The for-profit entity Balancer Labs is shutting down, its co-founder announced, citing significant legal liability stemming from a $128 million exploit in November. While the Balancer decentralized exchange protocol will continue under its DAO and Foundation, the firm’s closure reflects a broader trend of DeFi project shutdowns. Essential team members may transition to a new entity, Balancer OpCo, pending a governance vote, with the protocol halting new BAL token emissions and directing all fees to buyback existing tokens.
Balancer Labs, the corporate entity behind the Balancer exchange, is shutting down. Its CEO and co-founder, Fernando Martinelli, announced the decision, attributing it to a major exploit in November.

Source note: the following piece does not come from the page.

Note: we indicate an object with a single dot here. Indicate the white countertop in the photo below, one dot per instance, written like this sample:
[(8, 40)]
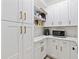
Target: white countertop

That incident saw attackers drain around $128 million from users. Martinelli stated the hack “created real and ongoing legal exposure” for the firm. He concluded “Balancer Labs, as a corporate entity, has become a liability rather than an asset to the protocol’s future.”
The Balancer protocol itself will continue operating under its DAO and Foundation. This follows a wave of shutdowns impacting other DeFi projects like Tally, Step Finance, and Parsec. Many cited funding challenges and market misalignment.
The November exploit was described by security firm BlockSec as “a highly sophisticated exploit.” It caused a sharp decline in the protocol’s deposits from $775 million before the hack to around $154 million recently.
Martinelli said he considered ending support entirely but noted the protocol still generates revenue. “Over the last three months, Balancer generated over $1 million in total fees annualised,” he said. Essential team members may join a new entity called Balancer OpCo after a vote.
New emissions of BAL tokens will cease, and all protocol fees will be routed to the DAO treasury. Those funds will be used to buy back BAL tokens on the open market. Martinelli framed this as offering a fair exit for skeptical holders while clearing an investment overhang.